衆院選は今日、公示され、本格的な選挙戦に突入しているが、改めて僕は「与党の圧勝」という見方を固持したい。
まず、希望の党から出馬する候補には、「希望の党=小池さんの党だから」という理由だけで票が集まるとは思えない。そこまで有権者の意識は低くないだろう。「反・自民」「反・安倍」の受け皿という意味では、立憲民主党と票を分けることになって、野党が一本化できないから与党を利するという、結局、戦前に安倍さんが目論んだ通りの結果になりそうである。
各党の公約も酷いものだが、特に希望の党の公約が滅茶苦茶過ぎるので、自民党の公約がましに見える。

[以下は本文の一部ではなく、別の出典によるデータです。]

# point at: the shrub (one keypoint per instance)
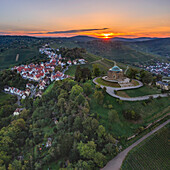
(131, 115)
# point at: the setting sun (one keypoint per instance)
(107, 35)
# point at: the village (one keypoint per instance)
(43, 73)
(162, 68)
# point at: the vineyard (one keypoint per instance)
(153, 153)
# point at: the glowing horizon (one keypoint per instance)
(128, 18)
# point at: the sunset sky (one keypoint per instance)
(99, 18)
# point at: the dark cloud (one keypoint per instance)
(70, 31)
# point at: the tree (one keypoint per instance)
(132, 73)
(75, 91)
(146, 77)
(80, 99)
(113, 116)
(101, 131)
(87, 88)
(99, 159)
(96, 70)
(98, 95)
(61, 104)
(87, 150)
(78, 74)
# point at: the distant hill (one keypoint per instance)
(83, 38)
(160, 46)
(128, 51)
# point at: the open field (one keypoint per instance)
(142, 91)
(106, 83)
(152, 153)
(149, 113)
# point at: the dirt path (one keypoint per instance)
(115, 163)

なかでも内部留保課税については、連休中にこちらのブログ(Dance with Market)で他にない視座から問題点を指摘しているので、ぜひ参照していただきたい。
希望の党の公約については内部留保課税のほかにも、突っ込みどころ満載だが、いちばんおかしい点を挙げておこう。経済について掲げられた公約の冒頭にはこうある。<金融緩和と財政出動に過度に依存せず、民間の活力を引き出す「ユリノミクス」を断行する>と。しかし、内部留保課税はシンプルに言って増税であり、民間の活力を引き出すどころか民間の経営に打撃を与えるものである。もっとおかしいのは、「財政出動に過度に依存せず」と言っておきながら、「ベーシックインカムを導入する」と公約に掲げていることだ。「ベーシックインカム」とは、収入にかかわらず全国民に一定額のおカネを支給することだから、究極の財政出動である。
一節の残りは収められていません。